TPL Dataflow exception in transform block with bounded capacity

Question 1

This is expected behavior. If there's a fault "downstream", the error does not propagate "backwards" up the mesh. The mesh is expecting you to detect that fault (e.g., via process_block.Completion) and resolve it.

If you want to propagate errors backwards, you could have an await or continuation on process_block.Completion that faults the upstream block(s) if the downstream block(s) fault.

Note that this is not the only possible solution; you may want to rebuild that part of the mesh or link the sources to an alternative target. The source block(s) have not faulted, so they can just continue processing with a repaired mesh.

Question 2

The LinkTo method with the PropagateCompletion configuration, propagates the completion of the source block to the target block. So if the source block fails, the failure will be propagated to the target block, and so eventually both blocks will complete. The same is not true if the target block fails. In that case the source block will not get notified, and will continue accepting and processing messages. If we add the BoundedCapacity configuration in the mix, the internal output buffer of the source block will soon become full, preventing it from accepting more messages. And as you discovered, that can easily result in a deadlock.

To prevent a deadlock from happening, the simplest approach would be to ensure that an error in any block of the pipeline would cause the timely completion all its constituent blocks ASAP. Other approaches are also possible, as indicated by Stephen Cleary's answer, but in the majority of cases I expect the fail-fast approach to be the desirable behavior. Surprisingly this simple behavior is not so easy to achieve. No built-in mechanism is readily available for this purpose, and implementing it manually is tricky.

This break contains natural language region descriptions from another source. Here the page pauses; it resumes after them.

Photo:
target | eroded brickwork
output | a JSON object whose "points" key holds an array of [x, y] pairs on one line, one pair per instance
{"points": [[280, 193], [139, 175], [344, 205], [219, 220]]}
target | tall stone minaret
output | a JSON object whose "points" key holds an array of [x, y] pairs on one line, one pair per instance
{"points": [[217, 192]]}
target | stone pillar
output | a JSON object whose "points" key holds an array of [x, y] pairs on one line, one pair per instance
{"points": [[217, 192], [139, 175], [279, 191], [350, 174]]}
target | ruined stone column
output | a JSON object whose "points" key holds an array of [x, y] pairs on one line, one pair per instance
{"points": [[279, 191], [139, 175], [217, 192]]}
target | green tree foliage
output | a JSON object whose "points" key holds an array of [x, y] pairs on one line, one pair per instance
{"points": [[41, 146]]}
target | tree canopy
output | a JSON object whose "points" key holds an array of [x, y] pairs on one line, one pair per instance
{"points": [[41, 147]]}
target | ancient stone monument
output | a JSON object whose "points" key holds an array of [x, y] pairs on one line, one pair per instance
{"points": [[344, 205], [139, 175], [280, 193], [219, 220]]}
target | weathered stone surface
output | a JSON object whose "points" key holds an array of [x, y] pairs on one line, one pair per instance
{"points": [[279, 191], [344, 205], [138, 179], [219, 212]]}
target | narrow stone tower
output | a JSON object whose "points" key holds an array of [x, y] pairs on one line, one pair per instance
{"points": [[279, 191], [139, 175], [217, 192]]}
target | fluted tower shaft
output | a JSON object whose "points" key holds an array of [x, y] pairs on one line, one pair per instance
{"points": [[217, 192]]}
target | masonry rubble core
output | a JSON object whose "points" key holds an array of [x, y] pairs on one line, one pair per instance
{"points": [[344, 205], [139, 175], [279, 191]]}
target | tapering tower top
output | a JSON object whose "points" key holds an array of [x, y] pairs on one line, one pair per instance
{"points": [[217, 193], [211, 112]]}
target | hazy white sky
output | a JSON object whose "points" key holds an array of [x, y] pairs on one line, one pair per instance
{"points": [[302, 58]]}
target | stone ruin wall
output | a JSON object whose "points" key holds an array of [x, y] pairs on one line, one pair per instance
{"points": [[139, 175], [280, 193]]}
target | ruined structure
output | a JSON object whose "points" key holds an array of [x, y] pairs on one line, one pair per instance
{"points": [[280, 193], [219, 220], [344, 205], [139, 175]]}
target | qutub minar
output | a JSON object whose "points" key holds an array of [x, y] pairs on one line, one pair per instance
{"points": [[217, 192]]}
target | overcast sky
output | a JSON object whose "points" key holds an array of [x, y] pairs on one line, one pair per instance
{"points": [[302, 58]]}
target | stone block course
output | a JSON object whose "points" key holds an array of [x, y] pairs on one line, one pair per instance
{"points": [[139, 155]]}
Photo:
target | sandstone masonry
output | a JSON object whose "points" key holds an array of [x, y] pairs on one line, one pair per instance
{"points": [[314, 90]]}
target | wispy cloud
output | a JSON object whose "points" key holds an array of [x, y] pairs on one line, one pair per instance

As of .NET 6, the only reliable way to complete forcefully a block that is part of a dataflow pipeline, is to Fault the block, and also discard its output buffer by linking it to a NullTarget. Faulting the block alone, or canceling it through the CancellationToken option, is not enough. There are scenarios where a faulted or canceled block will not complete. Here is a demonstration of the first case (faulted and not completed), and here is a demonstration of the second case (canceled and not completed). Both scenarios require that the block has been previously marked as completed, which can happen automatically and non-deterministically for all blocks participating in a dataflow pipeline, and are linked with the PropagateCompletion configuration. A GitHub issue reporting this problematic behavior exists: No way to cancel completing dataflow blocks. As of the time of this writing, no feedback has been provided by the devs.

Armed with this knowledge, we can implement a LinkTo-on-steroids method that can create fail-fast pipelines like this:

/// <summary>
/// Connects two blocks that belong in a simple, straightforward,
/// one-way dataflow pipeline.
/// Completion is propagated in both directions.
/// Failure of the target block causes purging of all buffered messages
/// in the source block, allowing the timely completion of both blocks.
/// </summary>
/// <remarks>
/// This method should be used only if the two blocks participate in an exclusive
/// producer-consumer relationship.
/// The source block should be the only producer for the target block, and
/// the target block should be the only consumer of the source block.
/// </remarks>
public static async void ConnectTo<TOutput>(this ISourceBlock<TOutput> source,
    ITargetBlock<TOutput> target)
{
    source.LinkTo(target, new DataflowLinkOptions { PropagateCompletion = true });
    try { await target.Completion.ConfigureAwait(false); } catch { }
    if (!target.Completion.IsFaulted) return;
    if (source.Completion.IsCompleted) return;
    source.Fault(new Exception("Pipeline error."));
    source.LinkTo(DataflowBlock.NullTarget<TOutput>()); // Discard all output
}

Usage example:

var data_buffer = new BufferBlock<int>(new() { BoundedCapacity = 1 });

var process_block = new ActionBlock<int>(
    x => throw new InvalidOperationException(),
    new() { BoundedCapacity = 2, MaxDegreeOfParallelism = 2 });

data_buffer.ConnectTo(process_block); // Instead of LinkTo

foreach (var k in Enumerable.Range(1, 5))
    if (!await data_buffer.SendAsync(k)) break;

data_buffer.Complete();
await process_block.Completion;

Optionally you could also consider awaiting all the constituent blocks of the pipeline, before awaiting the last one (or after in a finally region). This offers the advantage that in case of failure, you won't risk leaking fire-and-forget operations running in the background unobserved, before the next reincarnation of the pipeline:

try { await Task.WhenAll(data_buffer.Completion, process_block.Completion); } catch { }

You can ignore all the errors that might be thrown by the await Task.WhenAll operation, because awaiting the last block will convey most of the error-related information anyway. You may only miss additional errors that happened in blocks upstream after the failure of a block downstream. You can try to observe all errors if you want, but it will be tricky because of how the errors are propagated downstream: you may observe the same error multiple times. If you want to log diligently every single error, it is probably easier (and more accurate) to do the logging inside the lambdas of the processing blocks, instead of relying on their Completion property.

Shortcomings: The ConnectTo implementation above propagates the failure backwards one block at time. The propagation is not instantaneous, because a faulted block does not complete before the processing of any currently processed messages has finished. This can be an issue in case the pipeline is long (5-6 blocks or more), and the workload of each block is chunky. This additional latency is not only a waste of time, but also a waste of resources, for doing work that is going to be discarded anyway.

I've uploaded a more sophisticated version of the ConnectTo idea in this GitHub repository. It addresses the delayed-completion issue mentioned in the previous paragraph: a failure in any block is propagated instantaneously to all blocks. As a bonus it also propagates all the errors in the pipeline, as a flat AggregateException.

Note: This answer has been rewritten from scratch. The original answer (Revision 4) included some wrong ideas, and a flawed implementation of the ConnectTo method.